Akşamüzeri Cunda’ ya yanaştığımızda adayı keşif için 1 saatimiz vardı. Hemen meşhur sakızlı dondurmasını elimize alarak sokak aralarına daldık ve tarihine dokunulmamış yapılar içerisinde kısa fotoğraf molaları ile ilerleyerek tepe noktasındaki mevcutta cafe olarak hizmet veren Değirmene ulaştık. Sonrasında da kalan zamanımızı çarşı kısmını gezerek değerlendirdik.

Saat 17.30 gibi Ayvalık’ a döndükten sonra semt pazarını gezip, Şeytan Sofrasına geçtik. Şeytan Sofrası Ayvalık’ taki tüm da takımlarını görebileceğiniz hakim bir tepe üzerine kurulmuş. Adını tepe üzerinde bulunan, içerisinde şeytanın ayak izi olduğu söylenen üstü demir kafes ile kapalı bir çukurdan alıyor. İnsanların bu çukura para atarak dilek tutmalarını hala anlayabilmiş değilim. Herhalde satanistlerin dilek kuyusu gibi bir anlam yüklenmiş olsa gerek:) Harika manzarası ve huzur verici gün batımı ile çaylarımızı yudumladıktan sonra kızarmış lokma molası sonrasında pansiyonumuza geçmeye hazırlanıyoruz. Tam o esnada sandalye altından çıkmış bir çivinin ayağıma saplanması ile ayağımda şiddetli bir acı ile irkildim. Kirli kanı akıtma ve yarayı temizleme işlemlerimiz sonrasında hastaneye gitmeye gerek duymayarak yolumuza deva ettik. Her ne kadar biz hastaneye giderek tetanos aşısı vurdurmak istemesekte kaderden kaçılmayacağını ilerleyen saatlerde görmüş olduk.

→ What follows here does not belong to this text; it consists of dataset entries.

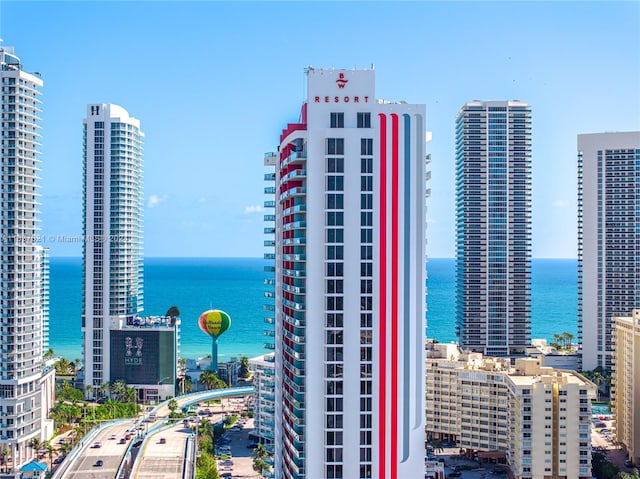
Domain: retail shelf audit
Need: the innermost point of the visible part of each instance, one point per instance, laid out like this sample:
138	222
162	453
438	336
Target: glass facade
493	225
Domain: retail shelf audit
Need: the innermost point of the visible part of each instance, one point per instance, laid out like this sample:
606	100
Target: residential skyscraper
350	284
608	245
26	386
493	226
112	228
626	390
536	419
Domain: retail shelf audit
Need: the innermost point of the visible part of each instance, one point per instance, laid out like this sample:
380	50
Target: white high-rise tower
493	224
26	386
112	228
608	244
350	284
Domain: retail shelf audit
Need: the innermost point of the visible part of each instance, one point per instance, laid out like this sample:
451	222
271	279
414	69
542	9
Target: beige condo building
534	418
626	391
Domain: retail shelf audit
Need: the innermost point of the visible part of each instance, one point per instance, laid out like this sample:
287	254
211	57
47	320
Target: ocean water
235	285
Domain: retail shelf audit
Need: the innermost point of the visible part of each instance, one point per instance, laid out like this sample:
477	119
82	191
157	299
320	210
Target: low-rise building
144	354
263	371
626	390
534	418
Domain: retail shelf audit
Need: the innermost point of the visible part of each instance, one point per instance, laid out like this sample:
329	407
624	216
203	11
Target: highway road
110	453
163	460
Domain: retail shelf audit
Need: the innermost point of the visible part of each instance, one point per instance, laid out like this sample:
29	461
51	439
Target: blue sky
213	83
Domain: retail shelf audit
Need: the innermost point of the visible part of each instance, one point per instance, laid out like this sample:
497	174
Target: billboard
143	356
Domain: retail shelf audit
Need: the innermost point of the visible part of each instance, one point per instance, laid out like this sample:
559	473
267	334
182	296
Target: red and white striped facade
350	284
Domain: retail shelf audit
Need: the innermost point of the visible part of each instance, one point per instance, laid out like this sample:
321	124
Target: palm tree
260	466
64	447
4	453
35	444
119	388
105	389
260	451
212	381
50	450
436	445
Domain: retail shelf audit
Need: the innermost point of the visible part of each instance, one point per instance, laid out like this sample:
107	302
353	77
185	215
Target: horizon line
259	257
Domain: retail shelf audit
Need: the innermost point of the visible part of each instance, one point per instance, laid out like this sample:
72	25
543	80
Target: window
364	120
366	146
366	165
335	201
335	165
335	146
335	218
335	183
337	120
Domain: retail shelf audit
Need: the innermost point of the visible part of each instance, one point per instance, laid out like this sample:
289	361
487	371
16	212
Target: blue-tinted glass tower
493	226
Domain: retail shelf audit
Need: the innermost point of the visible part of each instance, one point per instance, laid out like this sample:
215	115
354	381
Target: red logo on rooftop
341	81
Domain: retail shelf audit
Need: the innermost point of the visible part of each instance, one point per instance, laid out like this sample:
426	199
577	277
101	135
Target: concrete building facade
626	389
112	229
26	385
350	284
538	417
493	226
608	245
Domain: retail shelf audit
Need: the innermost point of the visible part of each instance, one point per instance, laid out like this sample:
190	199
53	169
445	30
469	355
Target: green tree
212	381
244	367
260	466
206	467
119	388
629	475
35	444
63	367
50	451
4	454
64	447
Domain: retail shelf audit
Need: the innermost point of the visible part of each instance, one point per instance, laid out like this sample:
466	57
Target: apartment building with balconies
626	388
535	419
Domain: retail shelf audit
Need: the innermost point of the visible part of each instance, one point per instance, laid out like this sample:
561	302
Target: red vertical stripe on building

Akşam pansiyonda yan odamızda kalan iki İngiliz kız kardeşten birisi feryat figan yanımıza geldi ve kardeşini akrep soktuğunu söyledi. Apar topar kendilerini hastaneye götürdük. Akrep serumunu bil bilmeyen, soğuk-sıcak kompres farklılığını da tam idrak edememiş bir devlet hastanesinde ilk müdahale yapılırken, bende hesapta olmayan bir şekilde hastanede olmanın verdiği şaşkınlıkla tetanos iğnemi oldum. Tetanosun 15 gün süre ile vücutta kuluçkaya yattıktan sonra geri dönüşü olmayan ve direkt olarak ölüme sebebiyet veren bir mikrop olduğunu benim gibi sonradan öğrenenlere hatırlatmakta yarar olacaktır.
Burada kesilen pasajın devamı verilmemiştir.